Answer: Rejected. Keep GLM-4.5-Air for haiku slot.
Three categories of unresolved tool calling bugs found: (1) XML tag
corruption with duplicated/garbled <tool_call> tags (SGLang #15721),
(2) XML syntax mismatches causing context loss (Ollama #13820), (3) object
parameter serialization failures outputting JSON strings instead of objects
(HuggingFace #18). No Z.AI-side fixes published as of February 2026. Z.AI's
own Claude Code mapping still recommends GLM-4.5-Air for haiku. GLM-4.5-Air
has 12B active parameters (4x Flash's 3B), 0.940 Tool Selection Quality, and
months of proven stability. Re-evaluate when Z.AI publishes fixes.
Answer: Unreliable as sole mechanism. 4-layer defense-in-depth required.
Documented failure history: Issue #2898 (config "clobbered"), Issue #9327
(auto-update deleted the binary), Issue #14985 (OPEN, Dec 2025, env var not
honored).
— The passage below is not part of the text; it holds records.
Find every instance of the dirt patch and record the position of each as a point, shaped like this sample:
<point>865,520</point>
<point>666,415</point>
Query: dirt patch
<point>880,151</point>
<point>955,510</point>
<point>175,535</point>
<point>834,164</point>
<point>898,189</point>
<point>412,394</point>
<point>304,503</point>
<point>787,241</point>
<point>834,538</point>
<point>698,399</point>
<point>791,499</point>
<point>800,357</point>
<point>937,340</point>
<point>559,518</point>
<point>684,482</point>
CLAUDE_CODE_DISABLE_NONESSENTIAL_TRAFFIC=1 implicitly sets
DISABLE_AUTOUPDATER=1 and also disables telemetry. Defense layers: (1) Real
shell ENV vars in Dockerfile (most reliable), (2) Pin exact version at build
time, (3) Make binary read-only (chmod 555), (4) Ephemeral rootfs. The
version check HTTP request may still fire (~1s latency), but actual binary
replacement is blocked by filesystem permissions.
Answer: 5-min bot-absent timer, 4-hour hard cap (configurable), Fly.io auto-stop as failsafe.
Fly.io auto-stop is connection-based, not timer-based -- no configurable idle timeout. Proxy checks every ~5 min for zero connections. For the Discord bot's persistent WebSocket (not routed through proxy), auto-stop is blind to activity. Workers expose HTTP health endpoint for proxy visibility.
Industry benchmarks: GitHub Codespaces defaults to 30 min (max 4 hr), Gitpod
defaults to 30 min (5 min after IDE disconnect). The 3-layer system is
validated: Layer 1 (health check, 5 min) matches Gitpod's IDE-disconnect
pattern. Layer 2 (4 hr cap) matches Codespaces' maximum. Layer 3 (auto-stop)
is a last-resort failsafe. Bot app uses auto_stop_machines = "off" (no
proxy-routed services). Worker app uses auto_stop_machines = "stop" (health
endpoint makes activity visible to proxy).